Cuando Luis XIV vio concluido el palacio de Versalles y reconoció los inconvenientes de la grandeza; cuando se presentaron a su imaginación aquellos amplios salones llenos de guardias, aquellas antecámaras obstruidas por un enjambre de cortesanos, aquellos corredores y entresuelos en que apenas podían moverse los lacayos, pajes y comensales, dijo sencillamente que Versalles era lo que él había pretendido hacer, y lo que Mansard, Le Brun y Le Nôtre habían hecho, es decir, la mansión de un Dios, pero no la residencia de un hombre.

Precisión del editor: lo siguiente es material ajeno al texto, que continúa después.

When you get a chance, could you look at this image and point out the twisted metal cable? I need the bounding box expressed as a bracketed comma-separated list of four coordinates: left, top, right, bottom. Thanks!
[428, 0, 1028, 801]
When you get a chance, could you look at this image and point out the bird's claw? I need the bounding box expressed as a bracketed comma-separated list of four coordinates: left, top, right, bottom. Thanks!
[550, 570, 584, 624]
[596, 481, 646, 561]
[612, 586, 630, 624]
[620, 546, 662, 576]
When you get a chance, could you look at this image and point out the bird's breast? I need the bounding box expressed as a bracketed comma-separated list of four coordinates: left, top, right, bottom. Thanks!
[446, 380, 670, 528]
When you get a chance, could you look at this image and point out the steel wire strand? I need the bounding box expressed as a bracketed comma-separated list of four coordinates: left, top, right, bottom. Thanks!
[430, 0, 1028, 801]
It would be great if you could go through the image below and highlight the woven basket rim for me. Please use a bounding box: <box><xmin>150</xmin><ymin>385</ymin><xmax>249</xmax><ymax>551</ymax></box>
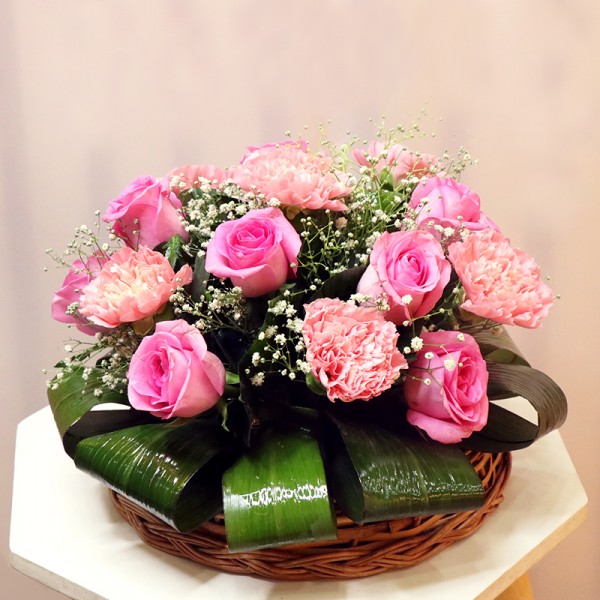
<box><xmin>110</xmin><ymin>451</ymin><xmax>512</xmax><ymax>581</ymax></box>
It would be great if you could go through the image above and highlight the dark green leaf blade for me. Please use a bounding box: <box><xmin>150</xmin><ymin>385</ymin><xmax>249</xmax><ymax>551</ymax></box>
<box><xmin>75</xmin><ymin>419</ymin><xmax>235</xmax><ymax>531</ymax></box>
<box><xmin>223</xmin><ymin>428</ymin><xmax>337</xmax><ymax>552</ymax></box>
<box><xmin>474</xmin><ymin>326</ymin><xmax>529</xmax><ymax>366</ymax></box>
<box><xmin>326</xmin><ymin>417</ymin><xmax>485</xmax><ymax>523</ymax></box>
<box><xmin>462</xmin><ymin>363</ymin><xmax>567</xmax><ymax>452</ymax></box>
<box><xmin>48</xmin><ymin>367</ymin><xmax>129</xmax><ymax>439</ymax></box>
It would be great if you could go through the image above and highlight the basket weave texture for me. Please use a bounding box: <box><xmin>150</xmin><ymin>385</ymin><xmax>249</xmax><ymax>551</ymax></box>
<box><xmin>111</xmin><ymin>452</ymin><xmax>511</xmax><ymax>581</ymax></box>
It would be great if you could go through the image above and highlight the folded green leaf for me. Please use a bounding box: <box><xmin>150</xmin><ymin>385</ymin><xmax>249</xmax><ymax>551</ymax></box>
<box><xmin>223</xmin><ymin>428</ymin><xmax>337</xmax><ymax>552</ymax></box>
<box><xmin>473</xmin><ymin>326</ymin><xmax>529</xmax><ymax>366</ymax></box>
<box><xmin>75</xmin><ymin>419</ymin><xmax>235</xmax><ymax>531</ymax></box>
<box><xmin>325</xmin><ymin>417</ymin><xmax>484</xmax><ymax>523</ymax></box>
<box><xmin>48</xmin><ymin>367</ymin><xmax>129</xmax><ymax>446</ymax></box>
<box><xmin>462</xmin><ymin>363</ymin><xmax>567</xmax><ymax>452</ymax></box>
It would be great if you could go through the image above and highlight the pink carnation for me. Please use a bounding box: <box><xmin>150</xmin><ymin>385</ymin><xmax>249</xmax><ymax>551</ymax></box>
<box><xmin>79</xmin><ymin>246</ymin><xmax>192</xmax><ymax>328</ymax></box>
<box><xmin>52</xmin><ymin>251</ymin><xmax>109</xmax><ymax>335</ymax></box>
<box><xmin>232</xmin><ymin>141</ymin><xmax>352</xmax><ymax>211</ymax></box>
<box><xmin>352</xmin><ymin>141</ymin><xmax>436</xmax><ymax>185</ymax></box>
<box><xmin>302</xmin><ymin>298</ymin><xmax>407</xmax><ymax>402</ymax></box>
<box><xmin>448</xmin><ymin>229</ymin><xmax>554</xmax><ymax>328</ymax></box>
<box><xmin>167</xmin><ymin>165</ymin><xmax>230</xmax><ymax>195</ymax></box>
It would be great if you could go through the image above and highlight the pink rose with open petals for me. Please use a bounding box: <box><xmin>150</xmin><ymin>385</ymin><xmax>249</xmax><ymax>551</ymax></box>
<box><xmin>302</xmin><ymin>298</ymin><xmax>407</xmax><ymax>402</ymax></box>
<box><xmin>206</xmin><ymin>208</ymin><xmax>302</xmax><ymax>298</ymax></box>
<box><xmin>167</xmin><ymin>165</ymin><xmax>230</xmax><ymax>196</ymax></box>
<box><xmin>448</xmin><ymin>229</ymin><xmax>554</xmax><ymax>328</ymax></box>
<box><xmin>408</xmin><ymin>177</ymin><xmax>498</xmax><ymax>231</ymax></box>
<box><xmin>102</xmin><ymin>176</ymin><xmax>188</xmax><ymax>248</ymax></box>
<box><xmin>127</xmin><ymin>319</ymin><xmax>225</xmax><ymax>419</ymax></box>
<box><xmin>404</xmin><ymin>331</ymin><xmax>489</xmax><ymax>444</ymax></box>
<box><xmin>79</xmin><ymin>246</ymin><xmax>192</xmax><ymax>328</ymax></box>
<box><xmin>357</xmin><ymin>230</ymin><xmax>452</xmax><ymax>324</ymax></box>
<box><xmin>52</xmin><ymin>252</ymin><xmax>109</xmax><ymax>335</ymax></box>
<box><xmin>352</xmin><ymin>141</ymin><xmax>436</xmax><ymax>185</ymax></box>
<box><xmin>232</xmin><ymin>141</ymin><xmax>352</xmax><ymax>211</ymax></box>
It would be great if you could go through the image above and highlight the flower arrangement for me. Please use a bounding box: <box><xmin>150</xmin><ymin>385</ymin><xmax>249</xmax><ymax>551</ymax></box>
<box><xmin>48</xmin><ymin>128</ymin><xmax>566</xmax><ymax>552</ymax></box>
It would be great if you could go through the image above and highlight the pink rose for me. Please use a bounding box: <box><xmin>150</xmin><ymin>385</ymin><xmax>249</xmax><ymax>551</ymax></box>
<box><xmin>127</xmin><ymin>319</ymin><xmax>225</xmax><ymax>419</ymax></box>
<box><xmin>448</xmin><ymin>229</ymin><xmax>554</xmax><ymax>328</ymax></box>
<box><xmin>232</xmin><ymin>140</ymin><xmax>352</xmax><ymax>211</ymax></box>
<box><xmin>167</xmin><ymin>165</ymin><xmax>230</xmax><ymax>196</ymax></box>
<box><xmin>52</xmin><ymin>252</ymin><xmax>109</xmax><ymax>335</ymax></box>
<box><xmin>206</xmin><ymin>208</ymin><xmax>302</xmax><ymax>298</ymax></box>
<box><xmin>102</xmin><ymin>176</ymin><xmax>188</xmax><ymax>248</ymax></box>
<box><xmin>352</xmin><ymin>141</ymin><xmax>436</xmax><ymax>185</ymax></box>
<box><xmin>357</xmin><ymin>231</ymin><xmax>452</xmax><ymax>324</ymax></box>
<box><xmin>79</xmin><ymin>246</ymin><xmax>193</xmax><ymax>328</ymax></box>
<box><xmin>404</xmin><ymin>331</ymin><xmax>489</xmax><ymax>444</ymax></box>
<box><xmin>408</xmin><ymin>177</ymin><xmax>498</xmax><ymax>231</ymax></box>
<box><xmin>302</xmin><ymin>298</ymin><xmax>407</xmax><ymax>402</ymax></box>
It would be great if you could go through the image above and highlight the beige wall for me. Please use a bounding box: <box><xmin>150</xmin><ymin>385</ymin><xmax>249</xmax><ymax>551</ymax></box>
<box><xmin>0</xmin><ymin>0</ymin><xmax>600</xmax><ymax>600</ymax></box>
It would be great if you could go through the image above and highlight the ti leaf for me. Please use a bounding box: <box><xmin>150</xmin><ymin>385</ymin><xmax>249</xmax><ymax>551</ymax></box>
<box><xmin>48</xmin><ymin>368</ymin><xmax>237</xmax><ymax>530</ymax></box>
<box><xmin>326</xmin><ymin>416</ymin><xmax>485</xmax><ymax>523</ymax></box>
<box><xmin>48</xmin><ymin>367</ymin><xmax>129</xmax><ymax>450</ymax></box>
<box><xmin>223</xmin><ymin>428</ymin><xmax>337</xmax><ymax>552</ymax></box>
<box><xmin>75</xmin><ymin>419</ymin><xmax>234</xmax><ymax>531</ymax></box>
<box><xmin>461</xmin><ymin>363</ymin><xmax>567</xmax><ymax>452</ymax></box>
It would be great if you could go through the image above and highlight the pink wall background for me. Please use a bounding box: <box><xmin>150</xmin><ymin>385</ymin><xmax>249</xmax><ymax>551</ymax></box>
<box><xmin>0</xmin><ymin>0</ymin><xmax>600</xmax><ymax>600</ymax></box>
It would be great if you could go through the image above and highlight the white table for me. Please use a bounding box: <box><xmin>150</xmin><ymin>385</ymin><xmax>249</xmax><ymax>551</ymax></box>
<box><xmin>10</xmin><ymin>408</ymin><xmax>587</xmax><ymax>600</ymax></box>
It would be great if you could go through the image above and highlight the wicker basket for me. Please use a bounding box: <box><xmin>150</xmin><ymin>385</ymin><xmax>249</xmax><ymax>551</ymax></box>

Entonces el gran rey, que era hombre en sus momentos de ocio, construyó a Trianón para poder respirar y esconderse un poco de los escudriñadores de su vida privada. Pero la espada de Aquiles, que había fatigado al mismo Aquiles, debía ser un peso excesivo para un sucesor monicaco.
Trianón, especie de repetición de Versalles, aun pareció a Luis XV excesivamente deslumbrador y espléndido, por lo cual encargó al arquitecto Gabriel que levantase el pequeño Trianón, pabellón de sesenta pies cuadrados.
Levantóse a la izquierda del edificio un espacio paralelogramo sin carácter y sin adornos, dedicado a habitaciones de la servidumbre y comensales. Subdividíase en unos diez aposentos principales, y como cincuenta para la servidumbre, que todavía pueden verse hoy, pues se conservan íntegros. Aquella obra constaba de planta baja, principal y de los altos correspondientes. La planta baja estaba defendida y resguardada por un foso de piedra que le separaba del resto principal de la construcción: todas las ventanas eran de celosía; por la parte de Trianón daban vista a un extenso corredor semejante al de un convento.
Ocho o nueve puertas conducían desde el corredor a los aposentos que constaban de una antecámara con dos gabinetes, uno a derecha y otro a izquierda, y un dormitorio, todos con luces al patio interior del edificio.
Se hallaban las cocinas debajo de este piso, y en la parte alta los cuartos de los criados. Tal era el pequeño Trianón.
Agréguese una capilla dispuesta a unas veinte toesas del palacio, cuya descripción no haremos por creerla innecesaria, y porque el tal palacio sólo servía para hospedar cuando más a una familia, como hoy suele decirse.
De suerte que tenemos la topografía siguiente: un palacio con vista al parque y al bosque, dando la izquierda a las habitaciones de la servidumbre, que únicamente le oponen ventanas con rejas; ventanas de corredores o de cocinas ocultas por espesos emparrados.
Pasábase desde el gran Trianón, mansión solemne de Luis XV, al pequeño, por una huerta que ponía en comunicación las dos residencias a favor de un puente de madera.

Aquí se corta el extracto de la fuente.